The Vice President of Student Affairs added that moving the BPF to the SCC did not change the number of students receiving food. According to her, the number of students picking up food in the BPF usually fluctuates from 40 to 60, resting somewhere around the fifties. In fact, around half of the students who are currently registered for food from the BPF do not pick it up. “We’re getting food for 44 students at the moment and 24 actually picked it up,” she noted. 

Dine expressed her concern for the graduate student population in particular. According to a recent study, 17% of graduate students and 13% of postdoctoral trainees experience food insecurity compared to a national average of 12% of U.S. citizens. Food insecurity, as Dine puts it, is a “complex web of financial need.” It is just a piece in a balance between housing needs, transportation needs, familial needs and more. In the future, she hopes to create more holistic financial resources for graduate students and take more of these elements into consideration. 

Olivia Leland ’24, a fourth year graduate student, also discussed the greater issue of financial insecurity for graduate students. Though she does not currently use the BFP, Leland explained that she used various food pantries through her undergraduate experience and is connected to current users of the BFP. Leland explained during a March 15 interview with The Justice, “A lot of [graduate] students do not make a lot of money,” also mentioning that from what she has seen, humanities students tend to use the BFP more often than STEM students due to having generally lower stipends. 

For Leland, however, a different change was much more impactful in the BFP’s functioning: the switch to its current system of food distribution. Since October 2023, the BFP has required that recipients register via an online form to receive pre-assembled bags of non-perishables. An email that Leland received from the Office of Graduate Affairs on Oct. 11, 2023 attributes the need for this system to the “overwhelming presence at the pantry open house” — a puzzling statement considering that, according to Dine, participation in the pantry has remained somewhat stable.
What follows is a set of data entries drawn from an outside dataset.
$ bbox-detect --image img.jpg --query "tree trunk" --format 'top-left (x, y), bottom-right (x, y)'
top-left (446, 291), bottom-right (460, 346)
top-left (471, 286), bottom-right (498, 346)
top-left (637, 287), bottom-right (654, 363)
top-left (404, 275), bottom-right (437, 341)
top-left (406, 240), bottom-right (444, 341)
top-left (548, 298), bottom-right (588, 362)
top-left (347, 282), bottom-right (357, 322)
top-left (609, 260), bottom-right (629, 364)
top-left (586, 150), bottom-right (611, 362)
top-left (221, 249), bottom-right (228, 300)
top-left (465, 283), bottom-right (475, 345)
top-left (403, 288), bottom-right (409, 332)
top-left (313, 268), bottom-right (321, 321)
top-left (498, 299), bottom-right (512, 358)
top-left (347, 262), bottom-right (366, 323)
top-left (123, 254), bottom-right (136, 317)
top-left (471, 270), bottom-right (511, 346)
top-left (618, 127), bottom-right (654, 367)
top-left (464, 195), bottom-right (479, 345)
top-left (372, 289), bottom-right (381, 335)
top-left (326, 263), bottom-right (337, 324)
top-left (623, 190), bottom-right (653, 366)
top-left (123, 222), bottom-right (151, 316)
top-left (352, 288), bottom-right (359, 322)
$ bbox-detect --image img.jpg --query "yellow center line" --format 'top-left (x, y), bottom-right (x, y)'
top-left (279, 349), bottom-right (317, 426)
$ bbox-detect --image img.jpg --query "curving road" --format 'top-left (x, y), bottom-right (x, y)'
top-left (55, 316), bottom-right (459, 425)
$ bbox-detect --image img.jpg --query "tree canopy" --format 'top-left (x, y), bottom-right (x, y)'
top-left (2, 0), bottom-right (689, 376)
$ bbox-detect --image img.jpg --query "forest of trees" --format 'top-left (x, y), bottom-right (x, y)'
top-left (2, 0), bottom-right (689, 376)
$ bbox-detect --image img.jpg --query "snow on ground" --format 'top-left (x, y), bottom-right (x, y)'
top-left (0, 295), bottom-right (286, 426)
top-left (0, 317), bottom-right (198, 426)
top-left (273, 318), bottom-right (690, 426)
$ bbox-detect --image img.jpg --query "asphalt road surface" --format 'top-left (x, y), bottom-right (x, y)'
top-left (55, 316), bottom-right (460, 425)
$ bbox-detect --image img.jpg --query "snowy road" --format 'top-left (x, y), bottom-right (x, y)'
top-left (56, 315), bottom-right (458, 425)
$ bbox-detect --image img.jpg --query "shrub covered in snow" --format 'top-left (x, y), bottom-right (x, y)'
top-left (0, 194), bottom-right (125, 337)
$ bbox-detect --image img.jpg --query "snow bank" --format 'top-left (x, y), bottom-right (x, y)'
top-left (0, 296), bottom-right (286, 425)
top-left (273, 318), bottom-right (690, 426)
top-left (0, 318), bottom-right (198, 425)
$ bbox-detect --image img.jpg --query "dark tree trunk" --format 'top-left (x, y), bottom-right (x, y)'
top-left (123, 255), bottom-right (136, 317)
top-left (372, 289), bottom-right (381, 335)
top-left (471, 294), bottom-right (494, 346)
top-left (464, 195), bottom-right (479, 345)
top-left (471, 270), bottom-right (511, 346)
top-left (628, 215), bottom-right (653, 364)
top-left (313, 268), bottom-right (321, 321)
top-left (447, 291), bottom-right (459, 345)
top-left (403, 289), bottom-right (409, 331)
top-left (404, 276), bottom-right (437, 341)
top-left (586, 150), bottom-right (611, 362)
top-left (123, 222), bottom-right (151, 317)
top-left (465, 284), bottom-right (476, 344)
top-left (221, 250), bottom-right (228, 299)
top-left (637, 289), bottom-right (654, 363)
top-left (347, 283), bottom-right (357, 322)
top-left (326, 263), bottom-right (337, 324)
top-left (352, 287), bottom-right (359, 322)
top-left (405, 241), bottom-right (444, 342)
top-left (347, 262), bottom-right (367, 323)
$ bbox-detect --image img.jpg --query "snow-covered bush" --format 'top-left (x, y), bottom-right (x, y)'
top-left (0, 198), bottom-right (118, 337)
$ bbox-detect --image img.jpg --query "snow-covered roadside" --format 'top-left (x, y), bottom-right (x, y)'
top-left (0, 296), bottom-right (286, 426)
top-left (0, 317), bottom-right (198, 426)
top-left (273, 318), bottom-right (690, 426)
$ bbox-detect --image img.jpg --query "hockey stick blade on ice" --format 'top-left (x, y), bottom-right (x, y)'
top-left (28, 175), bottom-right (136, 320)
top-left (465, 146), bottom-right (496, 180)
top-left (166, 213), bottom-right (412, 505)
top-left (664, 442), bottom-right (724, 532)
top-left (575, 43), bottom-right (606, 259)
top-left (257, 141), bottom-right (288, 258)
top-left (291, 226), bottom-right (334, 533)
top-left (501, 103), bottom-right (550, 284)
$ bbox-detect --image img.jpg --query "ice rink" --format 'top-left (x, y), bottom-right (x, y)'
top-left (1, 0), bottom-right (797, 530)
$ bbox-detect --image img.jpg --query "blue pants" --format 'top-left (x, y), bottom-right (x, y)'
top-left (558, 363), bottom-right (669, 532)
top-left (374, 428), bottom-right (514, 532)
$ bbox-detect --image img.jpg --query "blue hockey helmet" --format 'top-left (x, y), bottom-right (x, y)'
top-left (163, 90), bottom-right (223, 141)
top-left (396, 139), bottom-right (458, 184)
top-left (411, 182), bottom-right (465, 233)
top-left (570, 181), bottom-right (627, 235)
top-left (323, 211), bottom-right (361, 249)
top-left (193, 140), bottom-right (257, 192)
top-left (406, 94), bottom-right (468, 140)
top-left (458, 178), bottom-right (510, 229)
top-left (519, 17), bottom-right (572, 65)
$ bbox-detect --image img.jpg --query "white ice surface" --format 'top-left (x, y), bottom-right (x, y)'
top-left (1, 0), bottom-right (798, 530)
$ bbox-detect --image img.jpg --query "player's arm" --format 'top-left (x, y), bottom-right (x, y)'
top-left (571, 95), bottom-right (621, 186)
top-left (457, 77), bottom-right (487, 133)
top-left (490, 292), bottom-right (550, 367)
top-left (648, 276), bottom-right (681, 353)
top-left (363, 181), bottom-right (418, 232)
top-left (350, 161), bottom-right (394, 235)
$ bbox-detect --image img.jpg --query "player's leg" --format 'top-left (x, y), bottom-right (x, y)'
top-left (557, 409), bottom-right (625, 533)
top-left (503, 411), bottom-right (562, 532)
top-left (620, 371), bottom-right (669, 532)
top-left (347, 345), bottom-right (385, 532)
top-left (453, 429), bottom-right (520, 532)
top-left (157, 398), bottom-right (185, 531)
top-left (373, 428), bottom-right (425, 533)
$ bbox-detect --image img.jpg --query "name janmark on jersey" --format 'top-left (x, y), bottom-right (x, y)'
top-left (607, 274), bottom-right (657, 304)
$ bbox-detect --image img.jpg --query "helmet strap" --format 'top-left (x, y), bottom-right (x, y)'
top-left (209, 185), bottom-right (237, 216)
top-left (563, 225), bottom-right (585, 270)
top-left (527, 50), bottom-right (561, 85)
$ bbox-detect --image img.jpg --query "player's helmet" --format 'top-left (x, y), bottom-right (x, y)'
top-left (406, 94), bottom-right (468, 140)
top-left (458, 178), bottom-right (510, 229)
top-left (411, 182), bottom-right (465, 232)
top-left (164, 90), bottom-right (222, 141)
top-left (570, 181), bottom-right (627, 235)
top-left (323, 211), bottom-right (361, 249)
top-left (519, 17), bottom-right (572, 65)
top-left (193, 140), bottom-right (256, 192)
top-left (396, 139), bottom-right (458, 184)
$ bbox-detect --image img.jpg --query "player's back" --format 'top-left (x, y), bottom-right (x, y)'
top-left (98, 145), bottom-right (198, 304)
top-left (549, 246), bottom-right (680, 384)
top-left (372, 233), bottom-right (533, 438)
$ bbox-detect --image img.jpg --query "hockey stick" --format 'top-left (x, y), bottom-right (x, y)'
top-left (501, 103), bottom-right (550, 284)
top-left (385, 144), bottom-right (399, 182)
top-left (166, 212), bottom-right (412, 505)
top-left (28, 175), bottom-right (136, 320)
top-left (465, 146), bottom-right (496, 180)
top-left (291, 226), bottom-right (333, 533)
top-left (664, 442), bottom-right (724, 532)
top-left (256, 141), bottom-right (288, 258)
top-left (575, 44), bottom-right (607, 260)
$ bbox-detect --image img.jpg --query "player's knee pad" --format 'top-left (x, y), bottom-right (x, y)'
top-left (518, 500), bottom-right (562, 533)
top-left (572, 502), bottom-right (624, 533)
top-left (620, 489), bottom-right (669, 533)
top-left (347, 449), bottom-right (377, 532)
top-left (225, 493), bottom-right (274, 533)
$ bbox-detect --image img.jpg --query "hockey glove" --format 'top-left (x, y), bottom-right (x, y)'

While Dine commented that the form to receive food is designed to be as simple and accessible as possible, Leland articulated simply “that was a switch that was harmful to grad students, ultimately because there’s rationing. [You] can’t just go get food.” 

Leland also mentioned the role of food insecurity in the graduate student unionization process. Though the graduate student body was already in the process of unionizing when the BFP’s food distribution system changed, Leland explained “that system came out right before our election and I think for a lot of people it solidified ‘yeah, we need to do this’ … We’ve already had so many issues with food insecurity and that was the icing on the cake.” Additionally, according to her, a lot of graduate students are probably seeking healthier, more “cookable” options from the pantry. Like Dine, she hopes that the pantry might be able to use its new fridge to distribute produce in the future.